The crucial difference between this method and the client-side reflection system described above is that an attacker cannot know what privileges (if any) might belong to a given token at any moment -- so he or she can't make up tokens to spoof transactions to appear as if they come from authorized users.
Now for the particulars of the implementation: Beginning with
the first design goal, how can you perform username and password
authentication and ensure that unauthorized users can't log in? The
easiest method is simply to use the Web server's built-in directory
protection mechanism. This is the way Buffalo chose to implement
password protection on the Kuro Box Web-based administration pages. If
you look in the /www and /www/cgi-bin directories (assuming you still
have the standard Buffalo pages on your hard disk), you'll find a file
called .htpasswd. This is an authentication username and password database
in the same general format as the standard /etc/passwd file we all
know and love.
You can generate a new username and password pair using the htpasswd
utility. You can view quite comprehensive on-line help by simply
running htpasswd with no parameters. You'll need to generate two
.htpasswd files, each containing the same username and password pair.
Supposing you want the username to be "kuro" with password "password,"
you would use the following commands:
Listing 1. Creating the .htpasswd files
htpasswd -cb /www/.htpasswd kuro password
htpasswd -cb /www/cgi-bin/.htpasswd kuro password
|
The reason you need to have password control files in both locations is because otherwise someone who knows (or guesses) your file system structure might bypass the protection at the top level by calling the CGI scripts directly.
Note: The default behavior of thttpd is to look for .htpasswd at the
same directory level as the file being requested. This allows you to
set up different username and password pairs for different directories. If
you just want a single global password file for all directories of
your Web server, use the -g parameter when launching thttpd.
Now you need to build a tiny bit of HTML infrastructure to format the output of your CGI script. I want to break up the browser output into a standard three-pane layout: a bar across the top for status and global commands, and in the remaining area, a vertical, scrollable directory list and a larger area on the right for information about a file selected in the left-hand pane.
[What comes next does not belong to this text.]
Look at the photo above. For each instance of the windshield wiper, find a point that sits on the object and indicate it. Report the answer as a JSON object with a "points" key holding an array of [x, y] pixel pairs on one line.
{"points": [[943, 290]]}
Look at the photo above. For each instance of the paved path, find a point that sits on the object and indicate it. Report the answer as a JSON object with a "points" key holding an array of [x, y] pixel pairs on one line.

You can easily accomplish this with a little frame code:
Listing 2. A little frame code
<html>
<frameset rows="64,99%">
<frame noresize="noresize" scrolling="no" src="cgi-bin/album.cgi?status" name="status">
<frameset cols="15%,85%">
<frame noresize="noresize" scrolling="yes" src="cgi-bin/album.cgi?dir" name="dir">
<frame src="blank.htm" name="file">
</frameset>
</frameset>
</html>
|
(You'll find this frameset, the index.htm file, and the
blank.htm file it
references, in the article5/html directory after
unpacking the source
tarball in the Download section ). If you move those two files into
/www, you should be able to log in and see the
outline of the frames --
at the same time, you can test that the password you configured
earlier is being recognized properly.
By the way, the reason I specified the frame dimensions in the way you see above (a hybrid of fixed pixel size and window percentages) is because you'd usually want to put some nice graphics in the status bar; I arbitrarily gave you 64 pixels to play with because that seems to be a nice size for icons. Because I'm no artist, I've stuck with regular text links.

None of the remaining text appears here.